По маминой просьбе я затеплил лампадку, раскачав ее, и тени медленно закружили по комнате, как черные птицы.

Мама, старая женщина, всю жизнь прожившая с отцом, плакала по нем меньше, чем мы с сестрой, не отчаивалась и не убивалась. Когда я только уехал в Москву, два года назад, сестра писала мне, что мама плачет ночами, но плакала она светло, тихо, с верой в лучшее мое будущее. Также она плакала и по отцу - с верой в его лучшее загробное будущее.
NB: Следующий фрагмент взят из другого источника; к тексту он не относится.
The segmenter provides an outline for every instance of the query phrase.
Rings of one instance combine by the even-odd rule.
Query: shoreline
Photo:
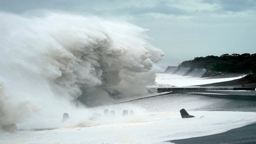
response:
[[[255,133],[256,122],[220,134],[166,142],[176,144],[256,143]]]

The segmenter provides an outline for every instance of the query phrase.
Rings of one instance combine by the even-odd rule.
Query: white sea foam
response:
[[[95,106],[148,94],[146,86],[160,72],[153,64],[164,53],[145,40],[146,30],[45,15],[0,13],[0,129],[15,129],[30,117],[43,127],[45,118],[79,111],[79,102]]]
[[[206,79],[189,76],[183,76],[177,74],[160,73],[157,74],[156,87],[168,87],[187,86],[208,84],[239,79],[244,76],[229,78]]]

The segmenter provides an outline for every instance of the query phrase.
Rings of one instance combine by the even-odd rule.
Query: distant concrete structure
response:
[[[179,91],[255,91],[254,87],[158,87],[158,93],[169,92]]]
[[[173,73],[173,72],[174,72],[178,68],[178,67],[173,67],[168,66],[168,67],[166,68],[165,70],[163,73],[174,74]]]
[[[130,112],[130,117],[136,117],[137,116],[136,114],[135,113],[135,111],[134,110],[131,110]]]
[[[206,68],[193,68],[181,67],[168,66],[165,69],[164,73],[169,73],[181,75],[182,76],[190,76],[201,78],[207,73],[208,70]],[[214,75],[216,74],[214,73]],[[213,73],[208,74],[210,77],[214,75]]]
[[[70,118],[71,117],[69,117],[69,115],[67,113],[64,113],[63,114],[63,116],[62,117],[62,121],[61,121],[61,122],[64,122],[66,121],[66,120]]]

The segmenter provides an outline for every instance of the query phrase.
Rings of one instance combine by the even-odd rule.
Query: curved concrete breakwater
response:
[[[213,73],[207,73],[208,69],[206,68],[187,68],[181,67],[168,66],[164,72],[164,73],[176,74],[183,76],[190,76],[198,78],[210,77]]]
[[[158,93],[169,92],[177,91],[255,91],[253,87],[159,87]]]

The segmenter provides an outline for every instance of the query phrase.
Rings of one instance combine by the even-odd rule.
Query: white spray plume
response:
[[[0,82],[7,85],[0,89],[2,129],[20,121],[3,120],[24,111],[5,115],[12,105],[54,115],[72,102],[113,103],[147,95],[160,71],[153,64],[164,53],[134,25],[55,13],[27,18],[1,12],[0,20]]]

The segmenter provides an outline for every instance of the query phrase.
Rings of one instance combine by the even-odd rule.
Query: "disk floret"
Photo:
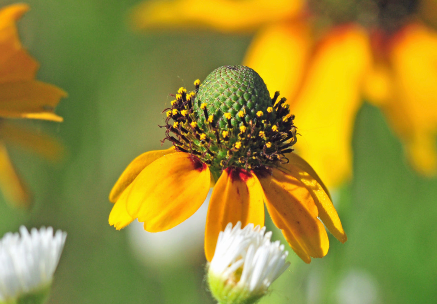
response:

Мое восторженное отношение к смерти и к Богу как к всепорождающей и всеобъемлющей среде разбилось о смерть моего отца и осталось головной идеей, а мамина наивная церковная вера выстояла и торжествовала.

Я был растерян, смущен, разбит, а по-маминому выходило просто: отец уехал в далекую страну, где у него все хорошо, никогда не вернется, но все мы доедем туда и там встретимся, а любовь к отцу оставшихся в живых должна измеряться мерой их беспокойства о том, так ли у него там все хорошо, а выражаться - молитвами о нем, "в отшествии сущем".

Сестра плакала об отце как о попавшем в тюрьму, а мать - как об уехавшем заграницу.

Я же, в соответствии со своими взглядами, должен был вообще радоваться за отца, не имея ни тени беспокойства, но благой для него разлуке с нами я предпочел бы продолжение его страданий на этой земле.

Я знал только один путь к отцу, к Любочке и ребенку - умереть самому, но я уже не чувствовал себя в праве это сделать, оставив на произвол судьбы маму и сестру. И я разрывался в пропасти между смертью и жизнью.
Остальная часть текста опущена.